Пять замков, двое незнакомцев (Яков Маков общался с членами по партийной линии, собирая взносы и парадоксально имея репутацию «левого»).
Вопрос:
— Где жених? Ответ:
— Ничего не знаю. (Юморист — тертый орешек.)
Митя рассеянно устранил его, прошелся по пустынным респектабельным комнатам, хозяин с Никитой — неотвязные бубнящие тени, но он не помнил о них, остановился у окна… лучезарный, блаженный, масонский… мерзкое кладбище.
— Он был здесь.
— Это допрос?
— Товарищ Маков, — взмолился Никита, — вот мое удостоверение. Нам просто нужен старый друг детства Евгений Романович Вэлос.
— А зачем вам нужен старый друг вашего детства?
— Чтобы его убить.
— Остроумно! — Яков Маков повеселел. — Очень остроумно — убить детство. Шерше ля фам? Видел и скажу…
— Он шутит, — объяснил Никита. — Нам просто нужно поговорить.
— И только-то? А настроили было на трагедию. Но, разумеется, все кончится разговорами. Здесь все всегда кончается ничем.

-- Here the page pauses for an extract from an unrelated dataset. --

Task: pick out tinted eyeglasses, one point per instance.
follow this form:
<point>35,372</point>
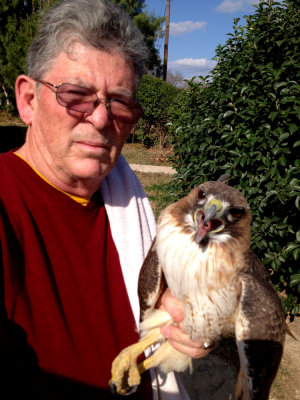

— Не всегда! — Митя отвернулся от православного праха, от масонского ада. — На этой земле была и трагедия.
— Оптимистическая? — Яков Маков окончательно осмелел и развеселился. — Уж после нее-то точно ничего нет и не будет. Народ-богоносец принес свою ношу — сатану.
— Он принес себя в жертву. В жертву выбирается возлюбленное.
— Не смешите! Не избранный агнец, а стадо баранов пожертвовало Богом.
— Нет. Бога убили не мы, — сказал Митя и пошел вон из вавилонской башни.
Хозяин крикнул, засмеявшись:
— Не переживайте, Бога нет! И жениха вашего, должно быть, уже нет!
— Где его нет?
— На Садовой-Кудринской, тринадцать, квартира три.
Ничего нет в бледном лучезарном аду, только свист бичей, и никого не разбудит походное пенье трубы.
Между тем трое на Садовой-Кудринской — хозяин, левый и правый — находились под впечатлением («От чего лечит твой доктор?» — «Он специалист по душевным болезням». — «Возвращает утраченные души?» — «Скорее, излечивает от этой иллюзии». — «Душа — иллюзия?» — «Так легче. Ничего не болит». — «Да, но каким образом?» — «Энергия загадочного происхождения. Возможно, он использует заложенный в природе инстинкт смерти, энтропию, стремление в ничто». — «Черт возьми! Как сказали бы в свое время, сжигая доктора на аутодафе: использует силы ада». — «Отрадная картинка». — «Однако доктор нужен здесь: у него много работы». — «И невеста». — «Странная невеста. А ты его не боишься?» — «Побаиваюсь. Смерть надо полюбить больше жизни, говорит он». — «Ну и как, полюбил?» — «Нет. Пока нет»). Звонок.